The way things are currently setup:

1. I have a Hetzner server that serves all my websites.
2. Each website is a set of containers defined via docker-compose.
3. In front of all those containers sits a single Nginx container that a) makes sure SSL certs are created and renewed and b) forwards to the relevant container based on the incoming request domain.
4. The Paperbots containers are
   1. An Nginx container that logs requests and errors to files in a persistent volume, and forwards all requests to the Java server (including requests for static files).
   2. A MySQL container. The data files are mapped to a persistent volume.
   3. The Java server container, which is stateless. The configuration of the server (email credentials, db credentials), comes from a .json file mapped into the container.

Here's the docker-compose.yml for the entire site, with MySQL credentials redacted.

version: "3"
services:
    web:
        image: nginx:1.13.12
        container_name: paperbots_nginx
        restart: always
        volumes:
            - ./nginx.conf:/etc/nginx/conf.d/default.conf
            - ./data/web:/www
            - ./data/logs:/logs
        environment:
            VIRTUAL_HOST: paperbots.io,www.paperbots.io
            LETSENCRYPT_HOST: paperbots.io,www.paperbots.io
            LETSENCRYPT_EMAIL: "[email protected]"
    site:
        build:
            dockerfile: Dockerfile.site
            context: .
        container_name: paperbots_site
        restart: always
        volumes:
            - ./paperbots.json:/etc/paperbots/paperbots.json
        environment:
            PAPERBOTS_CONFIG: /etc/paperbots/paperbots.json
    mysql:
        image: mysql:5.7.22
        container_name: paperbots_mysql
        restart: always
        environment:
            - MYSQL_ROOT_PASSWORD=XXXXXX
            - MYSQL_DATABASE=paperbots
        volumes:
            - ./data/mysql:/var/lib/mysql
networks:
    default:
        external:
            name: nginx-proxy

The Nginx config simply forwards to the Java server.

server {
    listen 80;
    index index.php index.html;
    server_name www.paperbots.io paperbots.io;
    error_log  /logs/error.log;
    access_log /logs/access.log;
    root /www;

    # Let the nginx-proxy gives us the
    # real ip, see https://github.com/jwilder/nginx-proxy/issues/130
    real_ip_header X-Forwarded-For;
    real_ip_recursive on;
    set_real_ip_from 0.0.0.0/0;

    # Website requests go to the Java app
    # which serves all assets
    location / {
        proxy_set_header Host $host;
        proxy_set_header X-Real-IP $remote_addr;
        proxy_set_header X-Forwarded-For $proxy_add_x_forwarded_for;
        proxy_set_header X-Forwarded-Host    $host:$server_port;
        proxy_set_header X-Forwarded-Server  $host;
        proxy_set_header X-Forwarded-Proto $scheme;
        proxy_pass http://site:8001;
    }
}

For the Java server an image is build using the following Dockerfile:

FROM openjdk:slim

WORKDIR /

# Curl, git, etc
RUN apt-get update && apt-get -y --force-yes install git maven && \
 	git clone https://github.com/badlogic/paperbots && \
	cd /paperbots/server && mvn clean package -Dmaven.test.skip=true -DskipTests

CMD cd /paperbots/server && ./start.sh

This clones the repo, builds a single .jar, then starts the server by invoking the start.sh script.

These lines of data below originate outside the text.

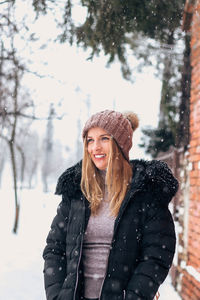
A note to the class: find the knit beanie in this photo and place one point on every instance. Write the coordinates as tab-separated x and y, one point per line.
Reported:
119	125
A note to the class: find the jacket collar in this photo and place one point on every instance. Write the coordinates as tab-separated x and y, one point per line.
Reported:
153	176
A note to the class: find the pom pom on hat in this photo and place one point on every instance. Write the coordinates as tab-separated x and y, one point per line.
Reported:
133	118
120	125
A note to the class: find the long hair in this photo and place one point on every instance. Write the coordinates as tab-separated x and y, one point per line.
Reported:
118	178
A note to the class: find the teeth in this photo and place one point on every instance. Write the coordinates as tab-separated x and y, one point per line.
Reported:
99	156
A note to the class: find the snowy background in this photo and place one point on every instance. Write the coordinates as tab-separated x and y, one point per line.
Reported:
69	81
21	267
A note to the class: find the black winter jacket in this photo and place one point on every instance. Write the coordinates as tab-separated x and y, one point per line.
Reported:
143	243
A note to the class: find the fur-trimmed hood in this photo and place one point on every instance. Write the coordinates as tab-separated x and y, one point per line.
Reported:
153	176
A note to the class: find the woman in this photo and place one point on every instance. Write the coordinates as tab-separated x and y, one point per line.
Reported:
113	236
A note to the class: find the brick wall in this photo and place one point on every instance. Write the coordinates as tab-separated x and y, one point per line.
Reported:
190	289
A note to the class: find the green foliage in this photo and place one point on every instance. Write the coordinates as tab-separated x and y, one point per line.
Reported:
151	29
108	23
157	140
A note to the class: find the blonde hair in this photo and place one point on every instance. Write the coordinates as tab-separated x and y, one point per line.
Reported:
118	178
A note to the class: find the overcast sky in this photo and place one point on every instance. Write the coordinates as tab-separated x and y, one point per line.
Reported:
70	79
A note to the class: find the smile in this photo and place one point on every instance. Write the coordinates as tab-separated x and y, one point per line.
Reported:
99	155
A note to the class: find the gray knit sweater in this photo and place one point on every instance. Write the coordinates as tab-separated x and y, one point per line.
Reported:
96	247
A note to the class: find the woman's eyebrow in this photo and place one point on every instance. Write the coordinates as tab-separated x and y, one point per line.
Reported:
105	134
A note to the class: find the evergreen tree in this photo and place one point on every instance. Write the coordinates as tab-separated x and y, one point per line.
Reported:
147	27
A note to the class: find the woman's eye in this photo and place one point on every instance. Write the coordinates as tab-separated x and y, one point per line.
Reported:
89	141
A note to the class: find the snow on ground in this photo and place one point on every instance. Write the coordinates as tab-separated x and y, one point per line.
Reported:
21	275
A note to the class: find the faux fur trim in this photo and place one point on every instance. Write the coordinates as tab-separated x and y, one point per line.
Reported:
153	176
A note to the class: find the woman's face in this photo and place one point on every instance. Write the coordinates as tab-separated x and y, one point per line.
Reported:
99	147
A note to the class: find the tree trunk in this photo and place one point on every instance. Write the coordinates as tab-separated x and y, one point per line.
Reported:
14	171
184	110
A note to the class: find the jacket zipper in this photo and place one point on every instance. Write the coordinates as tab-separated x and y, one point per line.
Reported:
129	196
80	254
77	275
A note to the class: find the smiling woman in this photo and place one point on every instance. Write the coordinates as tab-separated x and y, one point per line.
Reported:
99	146
113	236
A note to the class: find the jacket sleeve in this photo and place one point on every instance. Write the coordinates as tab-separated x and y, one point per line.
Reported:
54	253
158	247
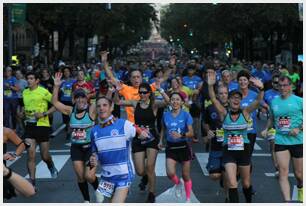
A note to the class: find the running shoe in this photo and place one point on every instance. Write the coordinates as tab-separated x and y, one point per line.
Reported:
188	201
99	197
151	198
300	194
178	189
54	172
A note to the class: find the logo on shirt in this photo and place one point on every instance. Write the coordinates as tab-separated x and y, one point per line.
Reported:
114	132
213	115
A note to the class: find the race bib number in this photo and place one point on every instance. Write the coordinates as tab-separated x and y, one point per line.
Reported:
78	134
235	142
67	92
271	132
220	135
149	139
250	124
30	116
106	188
284	124
8	93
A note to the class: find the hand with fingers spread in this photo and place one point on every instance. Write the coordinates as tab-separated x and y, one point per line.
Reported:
257	83
173	60
57	79
103	55
144	134
211	78
210	134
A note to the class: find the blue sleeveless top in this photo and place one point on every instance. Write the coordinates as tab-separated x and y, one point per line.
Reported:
81	128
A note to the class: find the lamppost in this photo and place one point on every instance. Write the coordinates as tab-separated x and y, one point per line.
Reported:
9	33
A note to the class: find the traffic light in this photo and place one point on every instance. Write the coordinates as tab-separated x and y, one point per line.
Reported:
15	60
228	51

If you feel like screaming, you can have a look at the start.sh script. It's an endless loop that:

1. Pulls in the latest changes from Git
2. Compiles the server .jar
3. Executes the .jar passing it the config file and the location of the static files.

You might wonder why I build the .jar as part of the Dockerfile.site. Welp, that will cache the $HOME/.m2 local Maven repository. Subsequent builds via the start.sh file only pull in artifacts that were added to the server's dependencies, or artifacts for which I changed the version in the pom.

This frankenstein the "runs" and serves all request and runs as long as I do not need to change any of the Docker related configuration.

To deploy changes to the frontend code, I have another Frankenstein script called publish.sh. As you can see, it commits and pushes my local changes, then calls the api/reloadstatic endpoint of the server. This will trigger a git pull server side, which pulls in the new front end file changes. Nothing needs to get restarted, the server will just serve the new files.

To deploy changes to the backend code, see the reload.sh script. It is analogous to the publish.sh script, but calls a different endpoint. That endpoint will shut the server down, which gives back control to the loop in the start.sh script.

The next loop iteration pulls in the latest changes from Git, recompiles the Java server, and starts it up again.

Yes, this is a bit insane. But I was/am short on time, and as a single person effort this was the quickest thing I could whip up while mostly keeping my sanity.

My ideal would be to have some sort of blue/green deployment. Build and test a Docker image, tell the Hetzner to fetch the new image and redeploy (gracefully). I know all the pieces of this puzzle except what tool I could use to listen to new images in the repository, pulling them in and redeploying them (hence my Frankenstein script approach above).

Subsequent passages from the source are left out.